Department of Chemistry and Biochemistry, Miami University, Oxford, OH 45056, USA.
FEMS Microbiol Lett. 2009 Nov;300(1):36-41. doi: 10.1111/j.1574-6968.2009.01762.x. Epub 2009 Aug 19.
In an effort to uncover the role of the high-affinity Zn(II) uptake system in uropathogenic Escherichia coli CFT073, we deleted the znuB gene, which encodes for the transmembrane component of the ZnuABC transporter system. The null mutant for znuB did not grow on minimal medium unless supplemented with excess Zn(II) (50 muM ZnCl(2)). In contrast, the E. coli K-12 DeltaznuB cell line grew well on minimal medium that was not supplemented with Zn(II). The DeltaznuB mutant was significantly deficient in the formation of biofilm under static conditions and also showed a substantially reduced migration front of swarm cells. Because motility and biofilm formation are important for E. coli CFT073 pathogenicity, we propose that the high-affinity Zn(II) uptake system may contribute to the virulence of this pathogen in the urinary tract.

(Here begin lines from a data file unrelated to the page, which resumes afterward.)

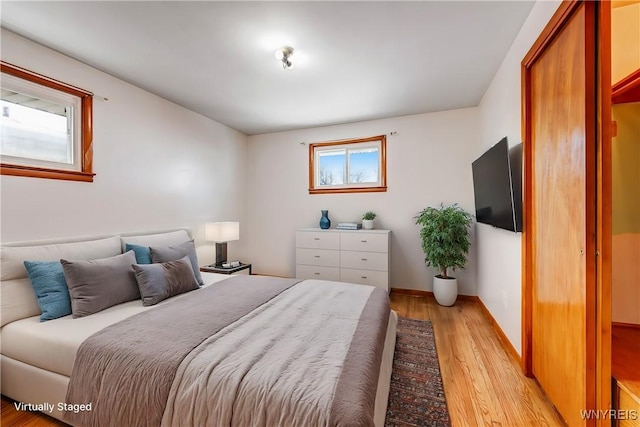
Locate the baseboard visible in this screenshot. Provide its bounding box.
[476,297,522,366]
[611,322,640,329]
[391,288,478,301]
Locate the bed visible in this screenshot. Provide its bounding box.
[0,230,397,426]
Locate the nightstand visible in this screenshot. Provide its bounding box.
[200,263,251,274]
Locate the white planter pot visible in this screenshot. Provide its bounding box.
[362,219,374,230]
[433,276,458,307]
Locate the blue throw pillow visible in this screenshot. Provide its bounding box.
[125,243,153,264]
[24,261,71,322]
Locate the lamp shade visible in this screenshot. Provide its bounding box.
[204,222,240,242]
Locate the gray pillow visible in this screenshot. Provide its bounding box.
[132,255,199,306]
[149,240,204,286]
[60,251,140,318]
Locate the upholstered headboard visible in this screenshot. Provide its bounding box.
[0,228,192,326]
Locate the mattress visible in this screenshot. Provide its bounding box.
[0,273,229,377]
[1,273,397,426]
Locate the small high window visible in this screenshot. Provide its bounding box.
[309,135,387,194]
[0,62,94,181]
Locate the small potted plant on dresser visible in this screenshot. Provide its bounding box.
[362,211,376,230]
[415,204,473,306]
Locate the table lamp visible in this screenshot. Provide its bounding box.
[204,222,240,267]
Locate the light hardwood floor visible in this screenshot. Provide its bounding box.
[2,293,563,427]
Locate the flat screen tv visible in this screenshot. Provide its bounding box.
[471,137,522,231]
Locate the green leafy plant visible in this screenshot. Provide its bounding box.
[415,204,473,279]
[362,211,376,221]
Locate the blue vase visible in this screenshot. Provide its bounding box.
[320,211,331,230]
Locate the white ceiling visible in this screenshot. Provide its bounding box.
[1,1,533,135]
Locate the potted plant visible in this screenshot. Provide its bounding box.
[362,211,376,230]
[415,204,473,306]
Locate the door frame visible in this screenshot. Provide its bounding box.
[521,0,612,426]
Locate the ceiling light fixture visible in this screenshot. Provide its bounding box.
[274,46,293,70]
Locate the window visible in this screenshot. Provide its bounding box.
[0,61,94,182]
[309,135,387,194]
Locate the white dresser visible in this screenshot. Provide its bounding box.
[296,228,391,292]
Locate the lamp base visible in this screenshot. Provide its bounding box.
[215,242,227,267]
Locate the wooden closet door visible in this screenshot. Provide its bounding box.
[523,2,598,426]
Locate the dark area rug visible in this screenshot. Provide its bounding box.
[385,317,451,427]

为了揭示高亲和力 Zn(II)摄取系统在尿路致病性大肠杆菌 CFT073 中的作用,我们删除了编码 ZnuABC 转运系统跨膜成分的 znuB 基因。znuB 缺失突变体在缺乏 Zn(II)(50 μM ZnCl2)的基础培养基上无法生长。相比之下,大肠杆菌 K-12 DeltaznuB 细胞系在未补充 Zn(II)的基础培养基上生长良好。znuB 缺失突变体在静态条件下生物膜的形成显著减少, swarm 细胞的迁移前沿也显著减少。由于运动性和生物膜形成对大肠杆菌 CFT073 的致病性很重要,我们推测高亲和力 Zn(II)摄取系统可能有助于该病原体在泌尿道中的毒力。